This will be my last blog as an intern for Kalu Yala. It is weird to think that only three months ago I was about to get on a plane to a country I had never before been to, hell the most exotic place I had visited prior was Texas. This semester turned into a radical paradigm shift for me, it forced me to confront what it means to be sustainable and how we as a society can begin to get started on the long and hard journey to being truly environmentally responsible. It forced me to find my place in a group of strangers and thrive on all of their energy and ideas, we became a think-tank of sorts out in the valley, even if some of our thoughts weren’t the most productive. When you are out in the Jungle you are forced on the daily to confront problems using only your bare hands and a whole lot of will power and that can be simultaneously frustrating and enlightening. In short I wouldn’t trade a single minute out in the valley for any of the comforts of life back home here in my apartment in the frozen North. This internship represents one of the single greatest opportunities I have been presented in my life, and I know i will find my way back in some role or another.
Ships that pass in the night, and speak each other in passing,
Only a signal shown and a distant voice in the darkness;
So on the ocean of life we pass and speak one another,
Only a look and a voice, then darkness again and a silence.

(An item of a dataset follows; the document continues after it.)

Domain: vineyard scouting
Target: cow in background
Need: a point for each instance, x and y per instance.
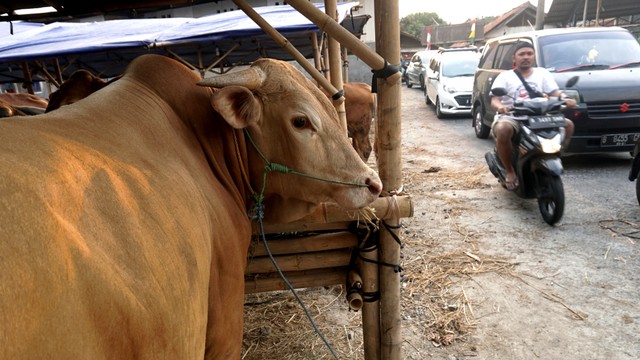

Now those are all nice words but I would really like to get down to the meat of what I accomplished this semester, both in my personal project and where I was able to assist others around basecamp and with their projects. Lets begin with base camp. We completely rebuilt the ruins of the summer 2011 basecamp and expanded it into a home for ourselves, something we created from our sweat, tears, and at least once some of our blood. This included putting in many posts, making bamboo walls, and finally roofing with a combination of palm fronds and some beautiful canvas tarps. In this, we interns also constructed some wonderful jungle furniture. I personally made two sturdy benches with reclaimed tropical hardwoods after the Kalu Yala staff purchased a wonderful Stihl Chainsaw. There will be pictures of this in the gallery below. I was also able to help Outdoor Rec intern Joe McKittrick build what is quite possibly the most luxurious jungle outhouse ever constructed. Finally, over Carnival I helped several of the Directors and our CEO Jimmy Stice to put in the cement footings for the first permanent structure in the Kalu Yala valley, A raised hammock loft built from FSC certified Tropical Hardwood obtained at a local lumber mill.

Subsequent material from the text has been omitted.